At a press conference in Center City, Krasner said that in his first 100 days in office he plans to address the same issues that sat at the forefront of his campaign. On the agenda for day one: The office will immediately stop seeking the death penalty in cases of first-degree murder. “The death penalty issue is easy,” said Krasner.
Another top priority, said Krasner, will be to review sentencing guidelines and expand diversionary programs to address Philadelphia’s mass incarceration problem and alleviate what he called a “drastic misallocation of resources.” His ultimate intent, he said, is to improve the quality of public education in Philadelphia: “Stop lighting money on fire,” he quipped, referring to funding spent on mass incarceration. “We’re taking money away from things that can actually prevent crime, like public education.”
Krasner dismissed concerns, voiced by those leery of his background as a criminal-defense and civil-rights attorney, that his stances might lead to practices that favor criminals. “In an election, it’s in the interest of some candidates to turn the other candidates into cartoon characters,” said Krasner. “You take an obligation to seek justice and uphold the Constitution.
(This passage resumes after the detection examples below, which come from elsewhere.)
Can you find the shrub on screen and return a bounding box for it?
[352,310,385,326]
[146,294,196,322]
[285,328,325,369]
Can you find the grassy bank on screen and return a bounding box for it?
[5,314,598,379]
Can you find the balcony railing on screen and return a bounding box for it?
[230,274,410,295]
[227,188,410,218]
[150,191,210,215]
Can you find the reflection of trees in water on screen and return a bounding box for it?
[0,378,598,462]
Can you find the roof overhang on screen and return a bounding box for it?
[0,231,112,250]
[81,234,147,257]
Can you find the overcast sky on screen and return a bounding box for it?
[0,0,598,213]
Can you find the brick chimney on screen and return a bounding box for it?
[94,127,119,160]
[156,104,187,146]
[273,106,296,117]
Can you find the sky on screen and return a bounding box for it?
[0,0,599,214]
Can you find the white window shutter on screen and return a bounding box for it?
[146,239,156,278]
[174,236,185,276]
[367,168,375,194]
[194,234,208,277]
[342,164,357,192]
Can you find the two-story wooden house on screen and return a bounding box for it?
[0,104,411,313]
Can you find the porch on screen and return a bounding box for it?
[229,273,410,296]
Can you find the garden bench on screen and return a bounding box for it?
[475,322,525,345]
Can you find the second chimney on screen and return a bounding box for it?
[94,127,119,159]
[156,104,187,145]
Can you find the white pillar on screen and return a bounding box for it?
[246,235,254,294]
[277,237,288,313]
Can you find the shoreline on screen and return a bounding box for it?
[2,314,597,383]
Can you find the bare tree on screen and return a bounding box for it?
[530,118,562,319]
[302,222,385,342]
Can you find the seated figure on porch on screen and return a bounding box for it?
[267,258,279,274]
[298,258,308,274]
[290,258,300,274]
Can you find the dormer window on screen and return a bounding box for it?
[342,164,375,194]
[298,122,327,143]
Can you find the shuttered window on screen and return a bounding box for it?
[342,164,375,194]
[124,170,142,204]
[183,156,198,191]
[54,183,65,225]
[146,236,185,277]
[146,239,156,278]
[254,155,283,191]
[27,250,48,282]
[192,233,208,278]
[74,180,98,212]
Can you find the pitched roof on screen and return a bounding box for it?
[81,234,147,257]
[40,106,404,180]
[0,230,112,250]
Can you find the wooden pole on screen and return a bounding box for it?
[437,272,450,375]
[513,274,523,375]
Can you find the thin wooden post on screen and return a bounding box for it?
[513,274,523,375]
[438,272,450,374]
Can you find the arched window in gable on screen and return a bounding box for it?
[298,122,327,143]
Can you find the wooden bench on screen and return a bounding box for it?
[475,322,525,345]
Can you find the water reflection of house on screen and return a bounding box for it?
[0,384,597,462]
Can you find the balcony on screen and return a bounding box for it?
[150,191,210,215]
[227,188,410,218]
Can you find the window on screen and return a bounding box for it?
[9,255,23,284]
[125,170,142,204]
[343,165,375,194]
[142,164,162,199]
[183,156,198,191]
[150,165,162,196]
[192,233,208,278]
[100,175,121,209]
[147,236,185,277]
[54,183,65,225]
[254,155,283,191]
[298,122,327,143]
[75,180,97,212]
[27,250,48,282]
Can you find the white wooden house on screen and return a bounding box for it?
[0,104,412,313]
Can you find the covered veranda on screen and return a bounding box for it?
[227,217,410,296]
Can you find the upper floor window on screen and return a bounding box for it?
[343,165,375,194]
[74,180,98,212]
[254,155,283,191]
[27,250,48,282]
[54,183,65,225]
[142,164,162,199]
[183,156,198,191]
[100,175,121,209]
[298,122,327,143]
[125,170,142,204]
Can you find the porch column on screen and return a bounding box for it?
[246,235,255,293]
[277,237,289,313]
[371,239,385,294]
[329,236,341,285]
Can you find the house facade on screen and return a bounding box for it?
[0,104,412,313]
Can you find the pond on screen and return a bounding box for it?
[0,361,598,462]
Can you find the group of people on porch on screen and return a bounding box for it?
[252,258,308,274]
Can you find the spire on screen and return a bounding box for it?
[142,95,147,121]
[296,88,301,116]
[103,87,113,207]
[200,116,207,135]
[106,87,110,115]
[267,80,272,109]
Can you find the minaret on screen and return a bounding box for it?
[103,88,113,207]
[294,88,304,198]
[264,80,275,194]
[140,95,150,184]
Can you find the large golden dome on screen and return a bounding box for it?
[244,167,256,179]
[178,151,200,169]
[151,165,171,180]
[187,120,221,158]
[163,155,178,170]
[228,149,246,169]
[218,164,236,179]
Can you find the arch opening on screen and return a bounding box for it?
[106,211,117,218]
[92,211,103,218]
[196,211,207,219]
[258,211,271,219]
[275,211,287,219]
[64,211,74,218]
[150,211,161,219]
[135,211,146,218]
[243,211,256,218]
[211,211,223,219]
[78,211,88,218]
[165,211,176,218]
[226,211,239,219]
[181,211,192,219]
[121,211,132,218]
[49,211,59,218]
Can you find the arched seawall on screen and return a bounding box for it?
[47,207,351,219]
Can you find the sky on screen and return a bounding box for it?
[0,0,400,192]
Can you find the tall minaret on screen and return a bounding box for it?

That is what I’ve done consistently here, and that’s what I will be doing as district attorney.”
Krasner said he agrees that the crime policies emerging from the Trump administration and the Jeff Sessions–led U.S. Department of Justice likely contributed to his win. “There are going to be a lot of candidates, across the country, who look like the opposites of Donald Trump and Jefferson Beauregard Sessions,” said Krasner, insisting that his victory will be one of many for progressives. “Where there is a will and there is a team, there is a way to progress.”